Au-delà du choc conjoncturel à court terme, la situation actuelle des Etats-Unis est donc très favorable et peut justifier un optimisme raisonnable. Mais pour utiliser efficacement l'héritage légué par son prédécesseur, le président Bush devra modifier profondément l'orientation de sa politique économique.

La nécessaire remise en cause des priorités de George W. Bush

Les baisses d'impôts massives sont au coeur de la politique économique du nouveau président américain. A la surprise de nombre d'observateurs, le projet d'une réduction colossale des prélèvements, d'un montant de 1 600 milliards de dollars sur dix ans, ne constituait pas une simple promesse électorale sans lendemain ... C'est même la seule promesse que George W. Bush ait tenue depuis son élection ! Alors que les maigres crédits de la défense, votés au printemps dernier, désolaient les militaires, qui avaient massivement voté pour le candidat Républicain ; alors que les projets révolutionnaires de réforme de l'éducation par l'introduction de « vouchers » (3) étaient abandonnés face à l'opposition des Démocrates, George W. Bush a décidé de peser de tout son poids pour mener à bien son programme fiscal. Et il y est parvenu en juin dernier, lorsque le Congrès a adopté un programme décennal de baisses d'impôts s'élevant à 1 350 milliards de dollars, soit plus de 80 % du chiffre évoqué au cours de la campagne électorale.

Peu justifié économiquement, ce projet se révèle aujourd'hui extrêmement dangereux, à la fois parce qu'il menace la situation budgétaire des Etats-Unis, mais aussi parce qu'il diminue l'efficacité des mesures de relance annoncées.

Avant même les attentats du 11 septembre, deux facteurs alimentaient un scepticisme grandissant à l'égard du programme de baisses d'impôts voté au printemps. Tout d'abord, sa présentation comptable est douteuse, et il apparaît maintenant que son coût, évalué officiellement à 1 350 milliards de dollars, dépasse en réalité les 2 000 milliards. Plus fondamentalement, ces baisses d'impôts massives reposent sur une hypothèse qui pouvait peut-être sembler plausible l'an dernier mais qui, à présent, est clairement invalidée.

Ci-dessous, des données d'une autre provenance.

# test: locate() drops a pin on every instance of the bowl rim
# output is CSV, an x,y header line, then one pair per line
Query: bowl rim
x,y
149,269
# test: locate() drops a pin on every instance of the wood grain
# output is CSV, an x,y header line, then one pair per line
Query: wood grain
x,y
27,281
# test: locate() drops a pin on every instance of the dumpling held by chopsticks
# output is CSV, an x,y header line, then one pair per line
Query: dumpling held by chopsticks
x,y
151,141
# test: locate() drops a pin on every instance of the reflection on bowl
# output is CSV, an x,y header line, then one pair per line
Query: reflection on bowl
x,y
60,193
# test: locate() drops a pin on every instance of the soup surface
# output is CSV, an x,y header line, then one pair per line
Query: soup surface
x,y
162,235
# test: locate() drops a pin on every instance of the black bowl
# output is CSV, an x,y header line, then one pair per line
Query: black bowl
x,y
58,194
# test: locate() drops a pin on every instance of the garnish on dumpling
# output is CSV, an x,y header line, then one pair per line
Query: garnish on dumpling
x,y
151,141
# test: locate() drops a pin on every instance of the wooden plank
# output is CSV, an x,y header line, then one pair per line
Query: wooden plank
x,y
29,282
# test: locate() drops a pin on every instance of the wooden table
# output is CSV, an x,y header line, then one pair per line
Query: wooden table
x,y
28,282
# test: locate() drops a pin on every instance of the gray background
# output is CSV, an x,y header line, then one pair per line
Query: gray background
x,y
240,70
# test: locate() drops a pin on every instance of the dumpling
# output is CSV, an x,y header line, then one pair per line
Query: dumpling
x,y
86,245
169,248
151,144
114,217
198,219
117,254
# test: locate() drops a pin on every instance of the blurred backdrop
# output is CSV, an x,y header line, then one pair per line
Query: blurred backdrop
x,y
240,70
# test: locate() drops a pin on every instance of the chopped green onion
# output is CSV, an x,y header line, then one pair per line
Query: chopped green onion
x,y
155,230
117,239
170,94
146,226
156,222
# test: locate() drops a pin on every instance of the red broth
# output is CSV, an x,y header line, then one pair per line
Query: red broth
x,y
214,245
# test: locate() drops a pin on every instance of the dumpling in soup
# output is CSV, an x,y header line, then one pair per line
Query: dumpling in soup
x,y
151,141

Selon cette hypothèse, les nouvelles technologies avaient donné naissance à une « Nouvelle économie » qui allait garantir aux Etats-Unis une croissance durable et soutenue. Et de fait, jusqu'à l'automne 2000, il semblait que les nouvelles technologies de l'information avaient augmenté le rythme de croissance à long terme de la productivité américaine. Telle était, en tout cas, l'explication généralement avancée pour rendre compte de l'extraordinaire prospérité des années 90.

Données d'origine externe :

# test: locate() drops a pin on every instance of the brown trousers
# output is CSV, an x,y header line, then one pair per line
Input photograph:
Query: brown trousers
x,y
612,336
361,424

Que faire de cette manne ? Pendant la campagne présidentielle, Al Gore envisageait de l'affecter, pour l'essentiel, à des dépenses supplémentaires et à un fonds de sauvegarde des retraites publiques, tandis que George W. Bush préférait diminuer les impôts en pariant que la Nouvelle économie suffirait, de toute façon, à remplir les caisses de l'Etat. Or on sait désormais, après révision de la comptabilité nationale de ces dernières années, qu'il n'y a pas de manne. En effet, la productivité n'a pas augmenté beaucoup plus vite au cours de la présidence Clinton ; quant à la prospérité, elle était due, avant tout, à la politique économique menée durant cette période. Les baisses d'impôts votées en 2001 menacent donc la situation budgétaire à long terme des Etats-Unis, notamment face à la perspective de l'arrivée à l'âge de la retraite, en 2010, de la génération du baby boom.

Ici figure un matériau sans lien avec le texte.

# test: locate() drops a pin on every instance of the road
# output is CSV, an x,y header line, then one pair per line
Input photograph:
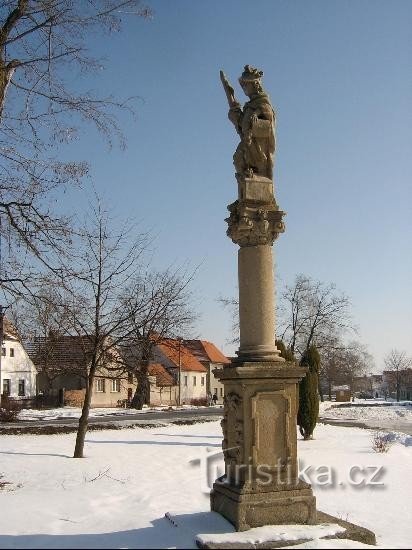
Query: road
x,y
117,420
177,417
377,424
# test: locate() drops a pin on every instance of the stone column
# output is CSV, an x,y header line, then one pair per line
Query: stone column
x,y
255,222
261,484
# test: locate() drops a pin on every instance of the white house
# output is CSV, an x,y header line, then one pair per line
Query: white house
x,y
181,363
211,358
17,371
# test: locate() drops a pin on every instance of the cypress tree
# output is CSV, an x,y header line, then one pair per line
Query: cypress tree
x,y
285,352
308,393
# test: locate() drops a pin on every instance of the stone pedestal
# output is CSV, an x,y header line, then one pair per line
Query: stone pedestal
x,y
261,485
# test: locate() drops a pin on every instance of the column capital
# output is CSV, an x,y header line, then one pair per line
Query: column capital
x,y
253,223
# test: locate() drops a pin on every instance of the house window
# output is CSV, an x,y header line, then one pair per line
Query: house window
x,y
100,385
6,386
115,385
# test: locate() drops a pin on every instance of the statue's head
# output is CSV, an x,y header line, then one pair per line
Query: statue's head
x,y
251,80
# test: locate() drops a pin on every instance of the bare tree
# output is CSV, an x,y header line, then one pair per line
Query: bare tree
x,y
91,291
44,59
342,362
43,321
312,312
398,362
161,312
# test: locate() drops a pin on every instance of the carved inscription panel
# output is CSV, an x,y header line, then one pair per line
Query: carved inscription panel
x,y
271,414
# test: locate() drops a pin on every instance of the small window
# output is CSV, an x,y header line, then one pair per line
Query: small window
x,y
100,385
115,385
6,386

Dans le contexte créé par les attentats du 11 septembre, ces critiques acquièrent une force bien supérieure car le programme fiscal du président Bush entrave considérablement les possibilités de riposte à la récession qui s'annonce. Prévues pour la fin de la décennie actuelle, les baisses d'impôts les plus massives ne constituent nullement une relance budgétaire qui permettrait d'affronter le ralentissement actuel. Au contraire, elles compliquent toute initiative de cet ordre en grevant le budget à long terme. Pis encore, elles font craindre aux marchés une dégradation prolongée de la position budgétaire américaine, ce qui empêche la baisse des taux d'intérêt à long terme.

Il faut dire que l'une des sources d'incertitude relative aux pouvoirs du « magicien » Greenspan provient du lien entre taux d'intérêt à court terme et à long terme. La Réserve fédérale contrôle les taux à court terme, alors que les taux à long terme sont déterminés par le marché. Or c'est principalement du niveau des taux à long terme que dépendent l'investissement des entreprises et la consommation des ménages. Sur fond d'inquiétudes budgétaires à long terme, la baisse des taux courts a peu de répercussions sur les taux longs et la politique hasardeuse conduite par la nouvelle administration risque fort, si elle n'est pas amendée, de réduire Alan Greenspan à l'impuissance.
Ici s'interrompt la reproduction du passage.